Abstract

When Wordsworth is trying to get started on his projected long poem, ‘The Recluse’, he reviews the fantasies of major poetic achievements which he has at various times entertained. The catalogue culminates in this: Then, last wish, My last and favourite aspiration! then I yearn towards some philosophic Song Of Truth that cherishes our daily life; With meditations passionate from deep Recesses in man's heart, immortal verse Thoughtfully fitted to the Orphean lyre; But from this awful burthen I full soon Take refuge, and beguile myself with trust That mellower years will bring a riper mind And clearer insight. (i. 229–39) How important, and in what ways, was this ‘favourite aspiration’ to what Wordsworth actually did in the end write? For one of the most illuminating among recent readings of Wordsworth, it was not very important at all. Or rather: not only was it important only in so far as it was harmful, but it was not even fully Wordsworth's own aspiration: Coleridge wanted to believe for reasons of his own, and he persuaded Wordsworth also to believe, that a young poet's gradual development toward self-consciousness was his major theme, and that its truth for morals was gratitude to nature for having made him what he was.
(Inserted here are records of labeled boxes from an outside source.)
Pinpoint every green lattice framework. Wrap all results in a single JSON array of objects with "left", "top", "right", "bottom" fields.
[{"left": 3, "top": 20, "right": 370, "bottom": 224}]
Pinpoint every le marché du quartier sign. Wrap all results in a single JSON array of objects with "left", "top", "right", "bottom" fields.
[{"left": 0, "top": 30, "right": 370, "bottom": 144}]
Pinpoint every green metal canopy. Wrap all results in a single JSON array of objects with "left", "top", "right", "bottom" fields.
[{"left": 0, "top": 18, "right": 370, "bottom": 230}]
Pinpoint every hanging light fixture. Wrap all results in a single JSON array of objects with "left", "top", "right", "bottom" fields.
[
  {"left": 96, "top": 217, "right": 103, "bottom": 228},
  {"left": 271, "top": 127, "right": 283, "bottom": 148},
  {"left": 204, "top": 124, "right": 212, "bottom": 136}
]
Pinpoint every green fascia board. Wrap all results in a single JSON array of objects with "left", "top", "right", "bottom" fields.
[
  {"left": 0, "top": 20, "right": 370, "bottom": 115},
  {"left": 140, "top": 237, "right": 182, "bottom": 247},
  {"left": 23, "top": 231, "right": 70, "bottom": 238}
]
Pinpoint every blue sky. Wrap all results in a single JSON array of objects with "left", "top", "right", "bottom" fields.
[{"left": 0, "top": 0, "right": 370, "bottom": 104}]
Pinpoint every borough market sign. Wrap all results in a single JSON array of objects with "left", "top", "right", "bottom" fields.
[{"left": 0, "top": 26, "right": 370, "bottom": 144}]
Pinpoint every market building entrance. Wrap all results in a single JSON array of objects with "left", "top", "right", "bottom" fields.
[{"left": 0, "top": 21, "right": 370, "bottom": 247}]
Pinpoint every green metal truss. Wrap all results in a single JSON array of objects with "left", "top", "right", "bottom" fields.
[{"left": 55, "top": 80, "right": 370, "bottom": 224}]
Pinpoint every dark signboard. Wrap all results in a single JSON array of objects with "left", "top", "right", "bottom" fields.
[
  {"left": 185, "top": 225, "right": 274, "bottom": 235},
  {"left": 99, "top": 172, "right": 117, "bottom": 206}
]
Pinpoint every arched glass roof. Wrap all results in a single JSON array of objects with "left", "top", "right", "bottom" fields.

With that description of the poet's work came the burden of a special project, of which Wordsworth was the destined executor – a theodicy, both metaphysical and historical in scope, whose leading evidences would come from the receptive and infinitely associable mind of the poet. … But his friend's ambitions were mismatched to his own talents. When you have disposed of the philosophy of The Prelude , you have not disposed of Wordsworth but only of a notion someone once had of him, which he unfortunately came to share. The long poem he withheld for most of his life is a record of accidents, to which the author hoped to give coherence.